Cette mesure s’inscrit dans le cadre du Code électoral béninois, qui confie cette prérogative au parti dominant dans chaque circonscription. En s’appuyant sur les résultats définitifs du scrutin du 11 janvier — après résolution des recours éventuels —, l’institution électorale dresse une carte précise des zones d’influence. UP-R et BR se partagent ainsi l’essentiel des localités, reflétant leur domination lors des communales. Aucune autre formation ne figure dans cette répartition, soulignant le bipartisme qui caractérise aujourd’hui le pouvoir local au Bénin.

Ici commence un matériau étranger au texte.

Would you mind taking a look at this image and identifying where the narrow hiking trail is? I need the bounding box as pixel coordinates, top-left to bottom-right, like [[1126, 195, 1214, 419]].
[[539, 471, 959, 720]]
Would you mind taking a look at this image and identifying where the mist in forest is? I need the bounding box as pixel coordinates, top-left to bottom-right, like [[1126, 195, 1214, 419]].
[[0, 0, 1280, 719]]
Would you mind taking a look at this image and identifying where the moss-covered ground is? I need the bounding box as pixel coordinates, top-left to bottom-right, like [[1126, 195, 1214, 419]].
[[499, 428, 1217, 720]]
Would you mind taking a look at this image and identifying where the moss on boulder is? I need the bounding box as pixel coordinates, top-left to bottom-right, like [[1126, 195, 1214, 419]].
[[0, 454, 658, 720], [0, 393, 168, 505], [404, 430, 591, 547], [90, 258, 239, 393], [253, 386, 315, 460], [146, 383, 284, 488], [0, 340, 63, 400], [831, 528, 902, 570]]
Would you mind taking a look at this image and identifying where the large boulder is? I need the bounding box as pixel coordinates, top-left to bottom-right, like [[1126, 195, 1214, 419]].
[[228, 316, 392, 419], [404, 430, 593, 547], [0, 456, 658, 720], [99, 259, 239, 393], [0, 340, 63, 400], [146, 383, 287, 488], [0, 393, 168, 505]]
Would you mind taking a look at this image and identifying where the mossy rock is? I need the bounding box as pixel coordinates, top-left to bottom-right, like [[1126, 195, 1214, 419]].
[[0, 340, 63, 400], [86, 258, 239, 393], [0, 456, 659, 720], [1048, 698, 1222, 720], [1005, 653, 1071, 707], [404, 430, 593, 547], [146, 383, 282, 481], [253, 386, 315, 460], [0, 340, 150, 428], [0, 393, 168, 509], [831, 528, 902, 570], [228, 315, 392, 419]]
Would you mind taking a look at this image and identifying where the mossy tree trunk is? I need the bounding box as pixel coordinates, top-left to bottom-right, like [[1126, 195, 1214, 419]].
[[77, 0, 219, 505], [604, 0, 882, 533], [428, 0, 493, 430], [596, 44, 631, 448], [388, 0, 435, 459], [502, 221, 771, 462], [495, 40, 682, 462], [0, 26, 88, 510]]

Un mécanisme au service de la stabilité territoriale
Les chefs de village et de quartier jouent un rôle essentiel dans la vie quotidienne des populations : ils incarnent le lien entre l’administration centrale et les communautés, gèrent les conflits mineurs, facilitent la mobilisation citoyenne et contribuent à la cohésion sociale. En confiant leur désignation aux partis vainqueurs, le système vise à aligner ces figures locales sur les dynamiques politiques issues des urnes, tout en préservant leur légitimité auprès des habitants.

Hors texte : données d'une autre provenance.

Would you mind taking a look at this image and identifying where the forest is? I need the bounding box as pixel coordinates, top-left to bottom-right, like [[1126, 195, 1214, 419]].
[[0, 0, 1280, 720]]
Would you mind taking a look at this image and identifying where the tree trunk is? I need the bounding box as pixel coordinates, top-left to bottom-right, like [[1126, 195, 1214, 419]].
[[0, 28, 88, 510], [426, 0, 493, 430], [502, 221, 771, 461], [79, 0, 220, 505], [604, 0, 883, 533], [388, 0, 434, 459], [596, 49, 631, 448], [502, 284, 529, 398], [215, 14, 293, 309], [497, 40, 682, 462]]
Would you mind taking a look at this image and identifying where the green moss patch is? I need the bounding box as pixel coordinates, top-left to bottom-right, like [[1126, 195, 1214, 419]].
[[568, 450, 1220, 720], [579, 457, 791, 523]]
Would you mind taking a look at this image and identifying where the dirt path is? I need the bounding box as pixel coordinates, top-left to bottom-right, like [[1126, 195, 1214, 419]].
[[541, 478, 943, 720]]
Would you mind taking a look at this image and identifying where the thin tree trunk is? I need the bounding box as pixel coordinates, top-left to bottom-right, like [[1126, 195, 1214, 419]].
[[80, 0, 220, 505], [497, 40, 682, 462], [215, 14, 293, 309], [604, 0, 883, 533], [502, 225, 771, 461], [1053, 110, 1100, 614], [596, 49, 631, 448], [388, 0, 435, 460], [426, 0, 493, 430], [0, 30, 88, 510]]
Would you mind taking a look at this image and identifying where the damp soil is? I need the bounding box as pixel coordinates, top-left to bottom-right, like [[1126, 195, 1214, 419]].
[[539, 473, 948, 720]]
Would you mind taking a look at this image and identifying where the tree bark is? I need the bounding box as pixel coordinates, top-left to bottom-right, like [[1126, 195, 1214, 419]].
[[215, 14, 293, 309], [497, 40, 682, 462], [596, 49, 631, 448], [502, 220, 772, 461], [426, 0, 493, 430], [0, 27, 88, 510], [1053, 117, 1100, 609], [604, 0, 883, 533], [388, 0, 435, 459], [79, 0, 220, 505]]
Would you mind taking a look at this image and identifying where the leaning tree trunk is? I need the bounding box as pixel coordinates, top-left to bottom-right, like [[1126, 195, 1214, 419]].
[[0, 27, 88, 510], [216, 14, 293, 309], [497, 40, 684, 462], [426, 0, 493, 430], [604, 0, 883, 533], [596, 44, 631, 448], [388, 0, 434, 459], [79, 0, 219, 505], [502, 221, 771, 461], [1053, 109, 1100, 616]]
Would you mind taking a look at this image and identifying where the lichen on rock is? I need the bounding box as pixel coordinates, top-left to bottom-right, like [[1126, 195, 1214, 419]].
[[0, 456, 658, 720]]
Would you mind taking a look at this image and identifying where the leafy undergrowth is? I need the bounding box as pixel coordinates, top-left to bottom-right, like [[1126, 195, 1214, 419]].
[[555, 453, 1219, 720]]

La CENA a transmis cette décision au ministre en charge de la Gouvernance locale ainsi qu’aux préfets des douze départements. S’ouvre désormais une phase administrative cruciale : la sélection et la nomination officielle des candidats proposés par l’UP-R et le BR dans les zones qui leur reviennent. Ce processus devrait permettre une installation rapide de ces responsables, renforçant ainsi l’ancrage territorial des institutions.

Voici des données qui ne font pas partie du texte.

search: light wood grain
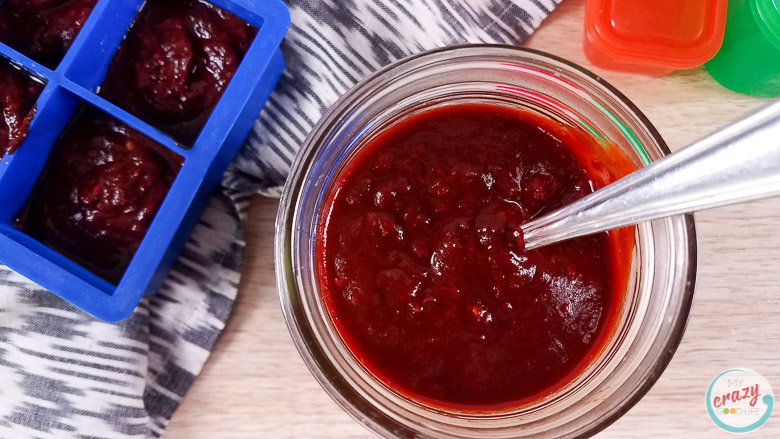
[165,0,780,439]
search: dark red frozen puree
[100,0,257,146]
[0,60,43,158]
[320,104,633,410]
[0,0,97,68]
[17,110,182,283]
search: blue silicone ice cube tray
[0,0,290,322]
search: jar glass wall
[276,45,696,438]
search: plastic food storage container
[0,0,290,322]
[706,0,780,97]
[583,0,727,76]
[275,45,696,439]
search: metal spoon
[521,101,780,250]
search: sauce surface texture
[318,104,633,410]
[100,0,257,147]
[0,0,97,69]
[16,110,182,284]
[0,60,43,158]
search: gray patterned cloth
[0,0,559,439]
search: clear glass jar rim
[276,45,696,435]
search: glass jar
[275,45,696,439]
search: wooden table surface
[165,0,780,439]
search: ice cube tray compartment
[0,0,290,322]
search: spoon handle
[522,101,780,250]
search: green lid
[750,0,780,49]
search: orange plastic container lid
[584,0,728,76]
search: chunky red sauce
[320,104,634,410]
[100,0,257,146]
[0,60,43,158]
[16,110,182,283]
[0,0,97,68]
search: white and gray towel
[0,0,559,439]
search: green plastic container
[706,0,780,97]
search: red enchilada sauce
[16,109,182,284]
[319,104,634,410]
[100,0,257,146]
[0,0,97,69]
[0,60,43,158]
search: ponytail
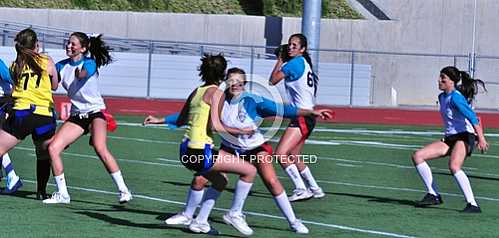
[88,34,113,68]
[71,32,113,68]
[11,28,43,85]
[457,71,487,103]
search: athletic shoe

Implications pour l’avenir politique béninois
Cette avancée intervient dans un contexte où le paysage partisan s’est considérablement simplifié. La victoire écrasante des deux formations lors des communales a déjà permis une recomposition des mairies. Aujourd’hui, elle s’étend aux échelons les plus fins du territoire. Pour les observateurs, cela renforce la stabilité mais pose aussi la question de la représentativité des voix minoritaires dans les localités où un seul parti domine.
Alors que le Bénin poursuit sa marche démocratique, cette opération de désignation des chefs traditionnels pourrait servir de baromètre pour les prochaines échéances électorales. Elle illustre comment les résultats des urnes irriguent progressivement toutes les strates de la gouvernance, du conseil communal jusqu’au village le plus reculé.